Натуралистически-психологический театр и его зрителя он уподоблял обывателю, самодовольно вглядывающемуся в зеркало, отражающее его пошлую, ограниченную сущность. «Плебей, большей частью, ничего не видит далее известного круга житейских интересов, борьба которых, всевозможные конфликты их и нравоучения по этому поводу, рядом с вышучиванием всего вражеского плебейству, только и могут служить привлекательной темой в мещанском театре»[384].

Но и тот театр, который мы называем условным или поэтическим, не устраивал его — по способу воздействия на зрителя. Уже в «Апологии театральности» (1908) Евреинов заявил, что символистский театр не стоит на линии интенсивнейшего зрительного восприятия, и тем самым дал понять, что художественного впечатления ему как зрителю недостаточно.

На протяжении шестнадцати лет (1908 – 1924) евреиновская концепция театральности претерпела существенные изменения. Идея преображения театром души человека, воспринятая из воззрений теургов и легшая в основу концепции театральности, определяла сущность и цель «теоретического театра» Евреинова на всех этапах его развития. Театральное преображение, по Евреинову, не есть просто актерское перевоплощение. Оно мыслится как безусловный, реальный, всесокрушительный процесс, перестраивающий не только психику, но и судьбу человека-актера, человека-зрителя. Начав с толкования театральности как преображения по законам красоты («Апология театральности»), развив ее в свободное волевое устремление человека-творца, преображающегося {152} и преображающего мир по собственной прихоти и усмотрению («Театр как таковой»), Евреинов пришел к идее врачевания театром тела и души человека («Театротерапия»). Преображение, объявленное окончательным и необратимым, стало «преобращением» («Самое главное»).

«Театр как эшафот» опасен? Тем лучше. Пусть хоть ощущение опасности, реальности соучастия в неком кровавом действе выведет зрителя из состояния художественного «упокоения», пассивной созерцательности, а спектакль — «из витрины» произведения искусства.

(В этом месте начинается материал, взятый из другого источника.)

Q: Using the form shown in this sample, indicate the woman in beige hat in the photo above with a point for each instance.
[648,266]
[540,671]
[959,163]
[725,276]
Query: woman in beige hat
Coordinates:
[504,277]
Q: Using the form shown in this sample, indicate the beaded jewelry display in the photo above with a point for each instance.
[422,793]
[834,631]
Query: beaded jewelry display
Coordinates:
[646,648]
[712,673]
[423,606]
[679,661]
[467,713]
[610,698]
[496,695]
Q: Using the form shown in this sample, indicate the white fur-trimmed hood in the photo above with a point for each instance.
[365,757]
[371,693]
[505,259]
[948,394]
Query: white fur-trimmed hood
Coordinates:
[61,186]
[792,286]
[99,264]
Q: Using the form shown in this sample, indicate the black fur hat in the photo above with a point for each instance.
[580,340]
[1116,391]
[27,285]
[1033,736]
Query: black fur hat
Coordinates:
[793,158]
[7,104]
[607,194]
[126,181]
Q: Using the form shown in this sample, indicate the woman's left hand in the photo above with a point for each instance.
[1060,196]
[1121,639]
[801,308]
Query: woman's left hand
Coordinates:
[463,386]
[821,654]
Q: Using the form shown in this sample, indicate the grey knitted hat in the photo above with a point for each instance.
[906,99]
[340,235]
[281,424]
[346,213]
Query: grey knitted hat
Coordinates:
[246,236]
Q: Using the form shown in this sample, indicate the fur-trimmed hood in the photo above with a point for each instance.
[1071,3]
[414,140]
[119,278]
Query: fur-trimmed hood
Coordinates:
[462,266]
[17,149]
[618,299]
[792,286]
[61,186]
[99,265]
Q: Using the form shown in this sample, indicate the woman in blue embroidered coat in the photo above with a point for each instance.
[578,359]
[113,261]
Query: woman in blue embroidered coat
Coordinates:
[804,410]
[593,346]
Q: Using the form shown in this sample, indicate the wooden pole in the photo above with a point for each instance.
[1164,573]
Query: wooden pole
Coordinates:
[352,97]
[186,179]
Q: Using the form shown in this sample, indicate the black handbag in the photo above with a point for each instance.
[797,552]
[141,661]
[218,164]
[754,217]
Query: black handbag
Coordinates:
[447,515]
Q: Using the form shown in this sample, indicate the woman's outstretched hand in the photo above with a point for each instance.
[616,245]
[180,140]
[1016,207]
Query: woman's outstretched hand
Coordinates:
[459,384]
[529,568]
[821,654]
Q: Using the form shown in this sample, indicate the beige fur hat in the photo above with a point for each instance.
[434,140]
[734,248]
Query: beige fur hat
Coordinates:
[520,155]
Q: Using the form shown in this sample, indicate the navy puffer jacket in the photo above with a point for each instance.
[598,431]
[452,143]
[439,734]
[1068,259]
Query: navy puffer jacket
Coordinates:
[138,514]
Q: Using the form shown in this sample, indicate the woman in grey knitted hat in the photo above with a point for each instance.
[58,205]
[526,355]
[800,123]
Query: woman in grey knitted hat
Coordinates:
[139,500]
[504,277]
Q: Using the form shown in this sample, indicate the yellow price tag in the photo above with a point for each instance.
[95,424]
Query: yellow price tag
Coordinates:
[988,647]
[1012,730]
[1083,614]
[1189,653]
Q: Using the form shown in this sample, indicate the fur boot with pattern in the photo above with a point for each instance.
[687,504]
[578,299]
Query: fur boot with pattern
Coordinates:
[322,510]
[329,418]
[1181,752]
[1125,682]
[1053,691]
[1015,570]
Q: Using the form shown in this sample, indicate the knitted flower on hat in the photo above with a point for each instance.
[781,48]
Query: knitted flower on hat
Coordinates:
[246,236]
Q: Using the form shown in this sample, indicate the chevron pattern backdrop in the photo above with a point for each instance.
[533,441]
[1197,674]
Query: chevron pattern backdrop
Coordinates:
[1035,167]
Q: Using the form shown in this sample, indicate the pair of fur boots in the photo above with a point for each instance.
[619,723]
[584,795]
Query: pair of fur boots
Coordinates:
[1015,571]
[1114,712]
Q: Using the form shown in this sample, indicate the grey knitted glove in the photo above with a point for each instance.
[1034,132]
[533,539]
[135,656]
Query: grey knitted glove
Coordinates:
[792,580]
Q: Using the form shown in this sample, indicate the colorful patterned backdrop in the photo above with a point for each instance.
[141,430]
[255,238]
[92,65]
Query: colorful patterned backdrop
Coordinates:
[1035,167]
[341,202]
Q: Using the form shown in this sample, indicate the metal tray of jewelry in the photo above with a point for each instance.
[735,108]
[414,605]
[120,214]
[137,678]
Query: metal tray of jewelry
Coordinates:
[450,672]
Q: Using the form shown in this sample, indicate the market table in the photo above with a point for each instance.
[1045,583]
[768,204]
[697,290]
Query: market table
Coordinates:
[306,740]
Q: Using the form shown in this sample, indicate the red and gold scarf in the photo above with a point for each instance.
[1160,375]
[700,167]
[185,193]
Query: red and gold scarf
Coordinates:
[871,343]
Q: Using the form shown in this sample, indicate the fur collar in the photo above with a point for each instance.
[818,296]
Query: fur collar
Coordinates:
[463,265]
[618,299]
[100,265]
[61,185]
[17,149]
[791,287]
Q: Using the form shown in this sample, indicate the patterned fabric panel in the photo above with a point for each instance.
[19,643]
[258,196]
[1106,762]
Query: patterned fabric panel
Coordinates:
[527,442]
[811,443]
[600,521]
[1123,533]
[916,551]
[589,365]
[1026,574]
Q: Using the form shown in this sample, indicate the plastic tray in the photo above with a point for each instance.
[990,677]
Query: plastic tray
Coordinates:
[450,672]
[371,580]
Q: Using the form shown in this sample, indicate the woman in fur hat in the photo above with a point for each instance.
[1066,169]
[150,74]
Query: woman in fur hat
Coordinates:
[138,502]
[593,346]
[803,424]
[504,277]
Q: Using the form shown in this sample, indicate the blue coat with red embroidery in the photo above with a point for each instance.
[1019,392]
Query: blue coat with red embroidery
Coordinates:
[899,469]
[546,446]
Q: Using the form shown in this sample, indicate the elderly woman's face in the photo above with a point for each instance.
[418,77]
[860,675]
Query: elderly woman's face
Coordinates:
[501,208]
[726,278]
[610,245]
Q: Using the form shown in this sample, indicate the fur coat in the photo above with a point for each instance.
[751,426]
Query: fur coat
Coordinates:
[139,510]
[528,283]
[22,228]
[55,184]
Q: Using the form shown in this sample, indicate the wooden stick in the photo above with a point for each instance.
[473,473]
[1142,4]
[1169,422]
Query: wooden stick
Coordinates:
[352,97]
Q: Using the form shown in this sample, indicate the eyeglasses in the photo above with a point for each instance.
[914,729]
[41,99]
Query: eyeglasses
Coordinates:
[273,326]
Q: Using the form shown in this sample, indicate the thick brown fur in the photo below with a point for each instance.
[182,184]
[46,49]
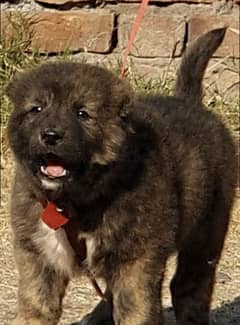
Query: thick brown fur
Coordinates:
[146,176]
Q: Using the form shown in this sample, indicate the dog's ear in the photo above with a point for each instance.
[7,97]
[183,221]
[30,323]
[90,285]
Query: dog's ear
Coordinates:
[126,95]
[12,89]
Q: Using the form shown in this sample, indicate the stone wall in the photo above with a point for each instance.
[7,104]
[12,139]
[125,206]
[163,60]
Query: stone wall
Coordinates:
[97,31]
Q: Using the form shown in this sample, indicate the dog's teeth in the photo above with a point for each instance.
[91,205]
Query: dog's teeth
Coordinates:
[45,172]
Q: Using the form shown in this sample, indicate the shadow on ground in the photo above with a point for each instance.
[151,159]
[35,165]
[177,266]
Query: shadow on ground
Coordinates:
[227,314]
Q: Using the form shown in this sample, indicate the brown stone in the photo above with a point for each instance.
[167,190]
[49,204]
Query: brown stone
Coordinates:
[70,30]
[158,36]
[201,24]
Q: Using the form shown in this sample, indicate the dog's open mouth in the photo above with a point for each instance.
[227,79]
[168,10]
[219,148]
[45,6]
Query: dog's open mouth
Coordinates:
[53,170]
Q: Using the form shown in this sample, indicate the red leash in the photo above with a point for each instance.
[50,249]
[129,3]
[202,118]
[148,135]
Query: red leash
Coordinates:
[134,30]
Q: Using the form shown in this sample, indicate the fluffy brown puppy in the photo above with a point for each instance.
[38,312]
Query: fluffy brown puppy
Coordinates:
[138,177]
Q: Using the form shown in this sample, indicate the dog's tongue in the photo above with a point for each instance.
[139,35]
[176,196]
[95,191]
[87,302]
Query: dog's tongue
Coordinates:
[55,170]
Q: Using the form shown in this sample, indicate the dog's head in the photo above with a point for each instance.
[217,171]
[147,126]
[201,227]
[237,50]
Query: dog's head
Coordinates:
[67,117]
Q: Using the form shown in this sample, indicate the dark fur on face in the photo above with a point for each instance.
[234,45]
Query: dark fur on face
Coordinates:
[138,177]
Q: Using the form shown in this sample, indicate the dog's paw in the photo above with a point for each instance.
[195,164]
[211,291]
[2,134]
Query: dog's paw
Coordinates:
[90,319]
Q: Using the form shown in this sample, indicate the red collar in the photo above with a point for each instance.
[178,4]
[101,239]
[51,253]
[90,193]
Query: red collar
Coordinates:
[53,217]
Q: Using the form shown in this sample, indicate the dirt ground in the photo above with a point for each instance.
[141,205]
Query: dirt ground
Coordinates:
[81,297]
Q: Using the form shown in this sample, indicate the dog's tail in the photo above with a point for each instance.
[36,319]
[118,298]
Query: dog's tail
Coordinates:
[194,63]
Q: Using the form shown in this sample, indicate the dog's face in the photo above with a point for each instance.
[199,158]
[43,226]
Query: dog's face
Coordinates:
[67,118]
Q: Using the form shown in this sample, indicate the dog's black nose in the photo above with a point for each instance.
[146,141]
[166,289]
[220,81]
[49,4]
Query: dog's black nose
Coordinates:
[51,136]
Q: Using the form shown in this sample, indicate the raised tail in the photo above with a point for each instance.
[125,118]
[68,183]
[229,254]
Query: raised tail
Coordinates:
[194,63]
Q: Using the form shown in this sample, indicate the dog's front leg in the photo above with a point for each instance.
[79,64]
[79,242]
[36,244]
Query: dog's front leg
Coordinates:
[40,292]
[136,294]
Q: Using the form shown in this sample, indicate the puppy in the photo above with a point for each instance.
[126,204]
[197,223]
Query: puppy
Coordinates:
[125,180]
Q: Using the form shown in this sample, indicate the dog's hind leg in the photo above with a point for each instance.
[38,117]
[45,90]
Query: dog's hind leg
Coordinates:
[193,282]
[41,290]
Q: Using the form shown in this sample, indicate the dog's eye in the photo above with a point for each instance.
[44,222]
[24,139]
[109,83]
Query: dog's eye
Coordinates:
[36,109]
[81,113]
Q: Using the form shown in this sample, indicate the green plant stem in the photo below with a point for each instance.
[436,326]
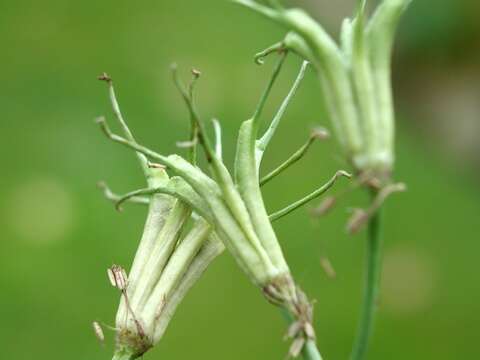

С. В. Стахорский справедливо утверждает, что «в сценариях “Театра для себя” обращает на себя внимание натурализм и даже какой-то физиологизм… Действие достигает такой степени натуральности, что совсем вытесняет игру»[385]. По его мнению, «линию психологического реализма и бытового натурализма, Евреинов довел до крайности, когда мнимому больному нужен аспирин, изображающему смерть — вскрытые вены»[386]. Однако, говоря о художественном инструментарии «актера для себя», исследователь употребляет термины, уже не вполне по отношению к нему уместные. Потому что евреиновский «лицедей» действует на территории жизни, где уже не властвуют эстетические категории и неуместно магическое «как бы». Речь идет не о создании художественных ценностей, а об индивидуальном проекте жизнетворчества, цель которого — «выйти из норм, установленных природой, государством, обществом»[387].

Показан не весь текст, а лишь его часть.